Efficiently applying a function to a grouped panda

I often need to apply a function to the groups of a very large DataFrame (of mixed data types) and would like to take advantage of multiple cores.

I can create an iterator from the groups and use the multiprocessing module, but it is not efficient because every group and the results of the function must be pickled for messaging between processes.

Is there any way to avoid the pickling or even avoid the copying of the DataFrame completely? It looks like the shared memory functions of the multiprocessing modules are limited to numpy arrays. Are there any other options?

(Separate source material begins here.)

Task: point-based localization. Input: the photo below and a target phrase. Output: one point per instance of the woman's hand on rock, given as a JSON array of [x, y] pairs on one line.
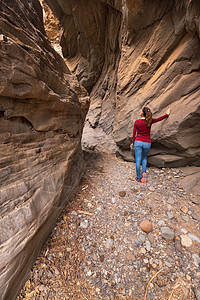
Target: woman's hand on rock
[[168, 111]]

From the comments above, it seems that this is planned for pandas some time (there's also an interesting-looking rosetta project which I just noticed).

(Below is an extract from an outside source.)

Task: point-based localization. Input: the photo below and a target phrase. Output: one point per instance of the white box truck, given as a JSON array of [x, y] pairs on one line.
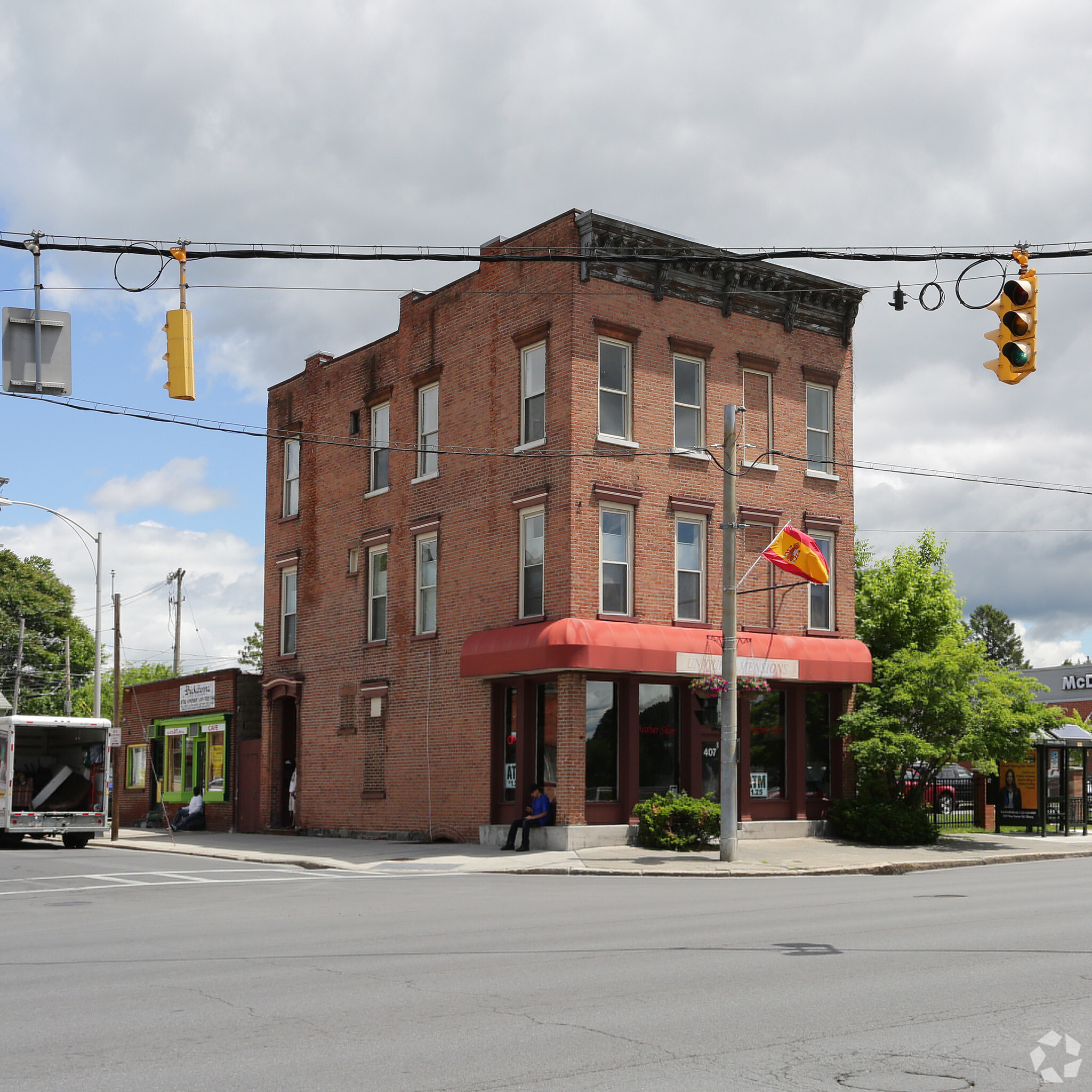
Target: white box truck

However, until every parallel functionality is incorporated into pandas, I noticed that it's very easy to write efficient & non-memory-copying parallel augmentations to pandas directly using cython + OpenMP and C++.

Here's a short example of writing a parallel groupby-sum, whose use is something like this:

import pandas as pd
import para_group_demo

df = pd.DataFrame({'a': [1, 2, 1, 2, 1, 1, 0], 'b': range(7)})
print para_group_demo.sum(df.a, df.b)

and output is:

Note Doubtlessly, this simple example's functionality will eventually be part of pandas. Some things, however, will be more natural to parallelize in C++ for some time, and it's important to be aware of how easy it is to combine this into pandas.

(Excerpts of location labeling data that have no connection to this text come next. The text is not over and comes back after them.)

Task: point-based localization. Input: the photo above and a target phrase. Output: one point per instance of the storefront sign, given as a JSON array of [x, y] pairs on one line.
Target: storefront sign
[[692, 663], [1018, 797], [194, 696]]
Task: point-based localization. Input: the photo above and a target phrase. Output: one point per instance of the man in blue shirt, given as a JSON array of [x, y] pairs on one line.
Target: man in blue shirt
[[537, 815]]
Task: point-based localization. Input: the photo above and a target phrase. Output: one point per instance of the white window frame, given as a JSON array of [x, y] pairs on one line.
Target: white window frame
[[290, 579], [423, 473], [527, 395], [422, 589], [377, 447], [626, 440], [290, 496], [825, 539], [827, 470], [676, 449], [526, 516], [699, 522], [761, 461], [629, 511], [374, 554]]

To do this, I wrote a simple single-source-file extension whose code follows.

It starts with some imports and type definitions

from libc.stdint cimport int64_t, uint64_t
from libcpp.vector cimport vector
from libcpp.unordered_map cimport unordered_map

cimport cython
from cython.operator cimport dereference as deref, preincrement as inc
from cython.parallel import prange

import pandas as pd

ctypedef unordered_map[int64_t, uint64_t] counts_t
ctypedef unordered_map[int64_t, uint64_t].iterator counts_it_t
ctypedef vector[counts_t] counts_vec_t

The C++ unordered_map type is for summing by a single thread, and the vector is for summing by all threads.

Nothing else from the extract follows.